Existe otro grupo de personajes que son las conejillas de indias, que son simplemente aludidas como la número 1, 2, 3 y 4. De ahí emerge la 4 como una mujer que trastorna los endebles cimientos personales y emocionales del doctor y de su mujer, un artista afamada en plena crisis existencial

En Ornamento se juegan intereses permanentes en Cárdenas, como:
La interrelación existente entre las diferentes clases sociales, y los comportamientos y pesquisas de las mismas, además de los complejos y los prejuicios, intrínsecos, sobre todo a las clases más acomodadas.

La tremenda vacuidad de la vida burguesa y el zumbido silencioso que existe en las relaciones de parejas que siempre están al borde de temblor o más aún del cataclismo.
La necesidad onírica y corporal de retornar al pasado, a la niñez, para encontrar donde se resquebrajaron los senderos del destino personal, y donde se quedó el paraíso perdido

La influencia de la arquitectura y del arte en el diario vivir de la gente, y como las imágenes, la elegancia o la falta de esta, la aspiración de belleza, la exuberancia, en resumen el ornamento, son parte indisociable de nuestras aspiraciones existenciales

La tensión y lucha permanente de un mundo absurdamente machista, dentro de un discurso literario de la humedad, de la vaginalidad, en concreto de la femineidad.

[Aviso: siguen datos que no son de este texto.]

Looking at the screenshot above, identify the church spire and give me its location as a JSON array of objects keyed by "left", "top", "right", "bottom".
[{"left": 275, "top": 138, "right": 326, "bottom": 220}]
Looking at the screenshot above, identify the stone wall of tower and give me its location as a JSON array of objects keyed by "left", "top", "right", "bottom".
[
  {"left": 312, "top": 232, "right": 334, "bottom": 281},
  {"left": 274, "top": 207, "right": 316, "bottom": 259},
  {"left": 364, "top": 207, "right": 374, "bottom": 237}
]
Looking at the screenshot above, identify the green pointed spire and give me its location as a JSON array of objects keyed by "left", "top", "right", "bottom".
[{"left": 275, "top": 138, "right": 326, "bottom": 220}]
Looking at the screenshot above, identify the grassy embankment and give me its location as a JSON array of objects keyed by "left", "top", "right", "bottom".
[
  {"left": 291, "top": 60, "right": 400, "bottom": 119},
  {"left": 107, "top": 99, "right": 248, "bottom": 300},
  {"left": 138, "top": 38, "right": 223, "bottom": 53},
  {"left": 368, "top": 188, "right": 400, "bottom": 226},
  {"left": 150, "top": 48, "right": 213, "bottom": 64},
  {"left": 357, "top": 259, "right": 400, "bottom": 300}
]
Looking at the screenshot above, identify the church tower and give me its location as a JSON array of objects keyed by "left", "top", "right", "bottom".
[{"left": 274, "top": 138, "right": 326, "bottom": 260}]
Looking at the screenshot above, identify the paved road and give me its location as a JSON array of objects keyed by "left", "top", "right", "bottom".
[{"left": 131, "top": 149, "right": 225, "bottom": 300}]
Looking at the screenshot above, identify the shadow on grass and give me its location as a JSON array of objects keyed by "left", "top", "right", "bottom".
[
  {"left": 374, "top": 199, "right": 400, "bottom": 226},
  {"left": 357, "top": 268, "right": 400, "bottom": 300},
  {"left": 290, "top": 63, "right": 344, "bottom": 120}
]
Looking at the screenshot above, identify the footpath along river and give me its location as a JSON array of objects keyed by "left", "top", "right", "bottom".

Por último, también se debe mencionar un rasgo fundamental de la pluma de Cárdenas: el humor, un humor que mezcla la mejor tradición moderna kafkiana con la hermandad humor/horror, y también de la tradición clásica con el grotesco. Esa amalgama humorística funciona como un lubricante perfecto a toda la novela y a la obra, en la que Cárdenas usa en muchas ocasiones historias, cuentos o sueños en una suerte de digresión, para desvelarnos las esencias de sus novelas y hacernos cagar de risa en el intento: la historia de la Santa Panchita en Zumbido, el mito del Diablo de Churupití en Los Estratos, o en Ornamento la versión del Moisés iconoclasta.